The Sheriff shall be responsible for reporting to the Monitor and Class Counsel any material variances between the procedures and practices in the Jail and the provisions of this SACD. Such variances must be reported in writing within ten (10) days of becoming aware of the variance.

I. Notice to Incarcerated People of the SACD

At the time of booking, each new arrestee shall be given a copy of a booklet which accurately summarizes the provisions of this SACD. Spanish translations of this booklet must be made available. If an individual cannot read the booklet, good faith efforts must be made to read or otherwise inform the incarcerated person of the content of the summary.

Defendants shall provide notice of the SACD and the names and contact information of the Monitor and Class Counsel on a poster, prominently displayed in English and Spanish (1) in the booking area in a place where all incarcerated people being booked into the Jail can see it, (2) in all housing units, (3) in the library, (4) in the area of the Jail where Defendants provide mental health care to incarcerated people, and (5) in the Jail Handbook.
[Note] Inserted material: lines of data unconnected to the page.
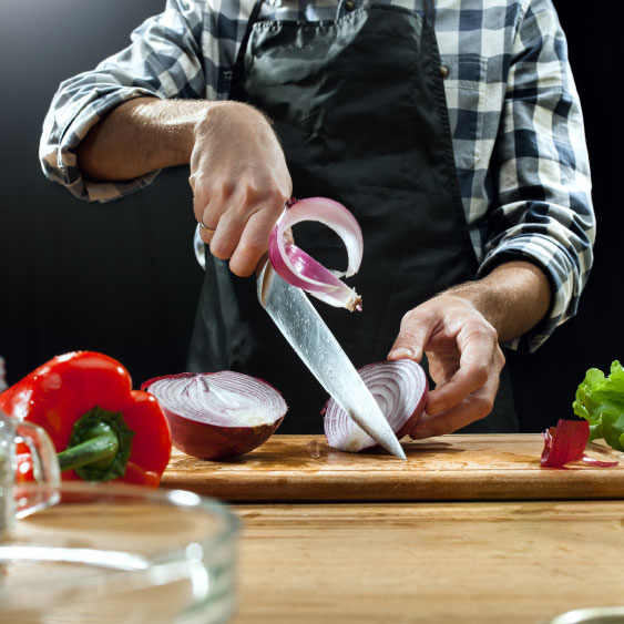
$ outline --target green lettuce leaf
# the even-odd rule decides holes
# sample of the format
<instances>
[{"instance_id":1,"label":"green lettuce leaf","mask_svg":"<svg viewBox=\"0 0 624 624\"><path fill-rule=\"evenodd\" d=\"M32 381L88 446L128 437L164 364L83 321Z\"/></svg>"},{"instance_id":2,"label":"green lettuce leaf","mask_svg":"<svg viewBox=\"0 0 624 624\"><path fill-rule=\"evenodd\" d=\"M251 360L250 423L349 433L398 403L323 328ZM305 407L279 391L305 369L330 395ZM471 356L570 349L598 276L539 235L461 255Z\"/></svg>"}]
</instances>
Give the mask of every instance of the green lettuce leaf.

IX. PROCESS FOR APPROVAL OF THE SACD

A. Court Approval

The SACD will be subject to approval by the Court. The parties agree that time is of the essence and that all reasonable efforts will be made to have final approval of this SACD granted as soon as possible.

B. Preliminary Approval by the Court

As soon as possible, but no more than fifteen (15) days of signing the fully executed SACD, Plaintiffs and Defendants will jointly submit a request to the Court to: (i) preliminarily approve the SACD, including a preliminary finding that the SACD satisfies the requirements of 18 U.S.C. § 3626(a)(1)(A); (ii) direct notice to the Class; (iii) set forth procedures and deadlines for comments and objections to the SACD; and (iv) schedule a fairness hearing.

C. Notice to Class of the SACD Pursuant to Federal Rule of Civil Procedure 23(e)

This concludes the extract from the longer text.